I pushed a commit running all tests except the resource-release-test as it depends on signals (which WASM/WASI does not have ATM).

Depends on https://github.com/haskellari/splitmix/pull/73 as splitmix is a transitive test dependency.

@TerrorJack if you want to take a look: Given your blog post, is there a nicer way to treat WASM files as executables in PATH than in this PR?

TerrorJack commented 1 year ago

@amesgen The proot trick described in the blog post is really a huge hack that was only meant to be used before the ghc testsuite didn't support cross emulators, and I think it's better to not use that in this PR.

There is one little potential improvement: instead of your own wrapper script that calls wasmtime, you are recommended to use ~/.ghc-wasm/wasm-run/bin/wasmtime.sh foo.wasm --command_line_args instead.

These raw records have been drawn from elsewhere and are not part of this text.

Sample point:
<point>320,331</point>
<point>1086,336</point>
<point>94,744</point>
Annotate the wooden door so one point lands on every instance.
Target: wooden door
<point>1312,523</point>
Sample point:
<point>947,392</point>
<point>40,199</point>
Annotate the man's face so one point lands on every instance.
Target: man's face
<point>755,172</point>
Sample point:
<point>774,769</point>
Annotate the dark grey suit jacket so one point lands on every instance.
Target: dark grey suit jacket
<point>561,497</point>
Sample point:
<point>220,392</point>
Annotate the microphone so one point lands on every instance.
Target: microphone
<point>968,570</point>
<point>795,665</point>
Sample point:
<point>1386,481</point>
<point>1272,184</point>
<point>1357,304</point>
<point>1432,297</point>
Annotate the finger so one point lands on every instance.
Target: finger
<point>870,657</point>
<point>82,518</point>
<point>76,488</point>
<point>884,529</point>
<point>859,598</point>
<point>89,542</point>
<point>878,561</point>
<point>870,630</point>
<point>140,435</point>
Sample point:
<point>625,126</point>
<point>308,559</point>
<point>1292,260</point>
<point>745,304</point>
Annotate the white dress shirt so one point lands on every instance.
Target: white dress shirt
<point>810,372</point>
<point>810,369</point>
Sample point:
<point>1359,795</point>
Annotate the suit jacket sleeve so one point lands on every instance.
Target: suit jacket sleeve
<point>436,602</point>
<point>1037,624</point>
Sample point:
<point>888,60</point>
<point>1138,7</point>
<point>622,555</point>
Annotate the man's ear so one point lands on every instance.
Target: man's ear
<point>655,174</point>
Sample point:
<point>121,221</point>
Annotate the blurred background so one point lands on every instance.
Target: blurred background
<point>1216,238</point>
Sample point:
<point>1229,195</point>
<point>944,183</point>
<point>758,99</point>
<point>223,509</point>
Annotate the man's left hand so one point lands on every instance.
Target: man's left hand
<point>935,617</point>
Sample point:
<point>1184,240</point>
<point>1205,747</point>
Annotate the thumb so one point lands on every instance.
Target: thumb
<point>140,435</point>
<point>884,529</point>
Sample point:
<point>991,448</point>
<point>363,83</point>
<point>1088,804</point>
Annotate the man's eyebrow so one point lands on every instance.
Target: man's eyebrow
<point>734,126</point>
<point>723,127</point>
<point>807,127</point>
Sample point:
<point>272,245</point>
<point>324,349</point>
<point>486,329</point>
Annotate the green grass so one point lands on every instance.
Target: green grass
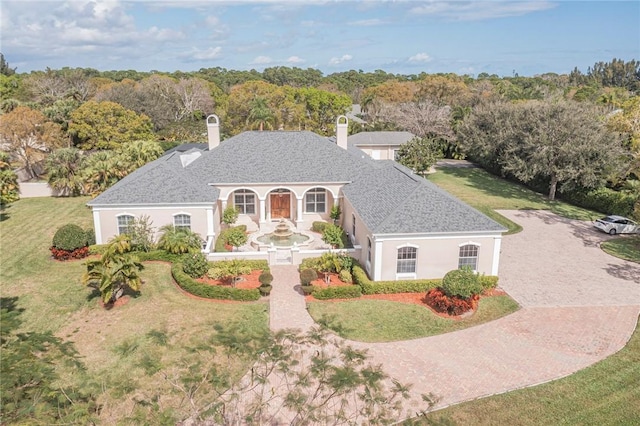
<point>126,349</point>
<point>624,247</point>
<point>606,393</point>
<point>385,321</point>
<point>488,193</point>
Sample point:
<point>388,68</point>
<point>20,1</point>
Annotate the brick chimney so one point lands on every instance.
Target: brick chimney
<point>213,131</point>
<point>342,127</point>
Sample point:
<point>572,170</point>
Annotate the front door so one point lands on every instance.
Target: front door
<point>281,205</point>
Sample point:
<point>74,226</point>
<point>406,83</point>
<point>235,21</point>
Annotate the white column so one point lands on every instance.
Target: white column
<point>377,263</point>
<point>497,242</point>
<point>263,210</point>
<point>96,226</point>
<point>299,208</point>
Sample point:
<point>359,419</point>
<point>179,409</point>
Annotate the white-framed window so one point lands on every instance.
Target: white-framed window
<point>353,228</point>
<point>316,201</point>
<point>124,222</point>
<point>407,257</point>
<point>182,221</point>
<point>245,201</point>
<point>468,256</point>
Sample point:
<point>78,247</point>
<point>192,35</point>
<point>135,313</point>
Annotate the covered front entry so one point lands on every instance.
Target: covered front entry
<point>280,201</point>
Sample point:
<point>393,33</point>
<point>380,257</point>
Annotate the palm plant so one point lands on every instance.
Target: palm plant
<point>178,240</point>
<point>115,271</point>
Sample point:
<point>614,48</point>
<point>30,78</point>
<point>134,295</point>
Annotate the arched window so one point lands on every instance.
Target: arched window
<point>407,260</point>
<point>182,221</point>
<point>245,201</point>
<point>316,201</point>
<point>468,256</point>
<point>124,222</point>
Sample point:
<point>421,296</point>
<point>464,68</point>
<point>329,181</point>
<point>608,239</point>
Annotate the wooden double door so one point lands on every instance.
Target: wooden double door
<point>280,205</point>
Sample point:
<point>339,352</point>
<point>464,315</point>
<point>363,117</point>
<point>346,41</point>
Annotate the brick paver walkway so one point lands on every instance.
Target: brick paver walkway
<point>579,305</point>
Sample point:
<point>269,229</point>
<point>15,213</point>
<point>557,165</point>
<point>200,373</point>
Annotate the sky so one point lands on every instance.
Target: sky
<point>405,37</point>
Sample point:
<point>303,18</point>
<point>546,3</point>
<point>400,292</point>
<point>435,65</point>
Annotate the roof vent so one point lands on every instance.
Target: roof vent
<point>189,158</point>
<point>342,130</point>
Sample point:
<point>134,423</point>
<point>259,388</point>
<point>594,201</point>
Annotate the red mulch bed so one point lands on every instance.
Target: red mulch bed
<point>249,281</point>
<point>412,298</point>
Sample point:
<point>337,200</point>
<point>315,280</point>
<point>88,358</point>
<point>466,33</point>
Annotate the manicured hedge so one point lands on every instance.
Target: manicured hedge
<point>406,286</point>
<point>211,291</point>
<point>222,238</point>
<point>337,292</point>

That wrapper script is what I use for the ghc testsuite; it automatically adds wasmtime flags to set up the filesystem, current directory and such.

amesgen commented 1 year ago

There is one little potential improvement: instead of your own wrapper script that calls wasmtime, you are recommended to use ~/.ghc-wasm/wasm-run/bin/wasmtime.sh foo.wasm --command_line_args instead.

This works great locally, but on GHA, exit-status-tests.sh fails:

+ timeout 3 exit-status-test --result=False --slow=3 --fast=0 --num-threads=4 --quiet
+ [ 124 -eq 1 ]

I guess that this is due to one of the additional flags in wasmtime.sh. So I will leave it as is for now.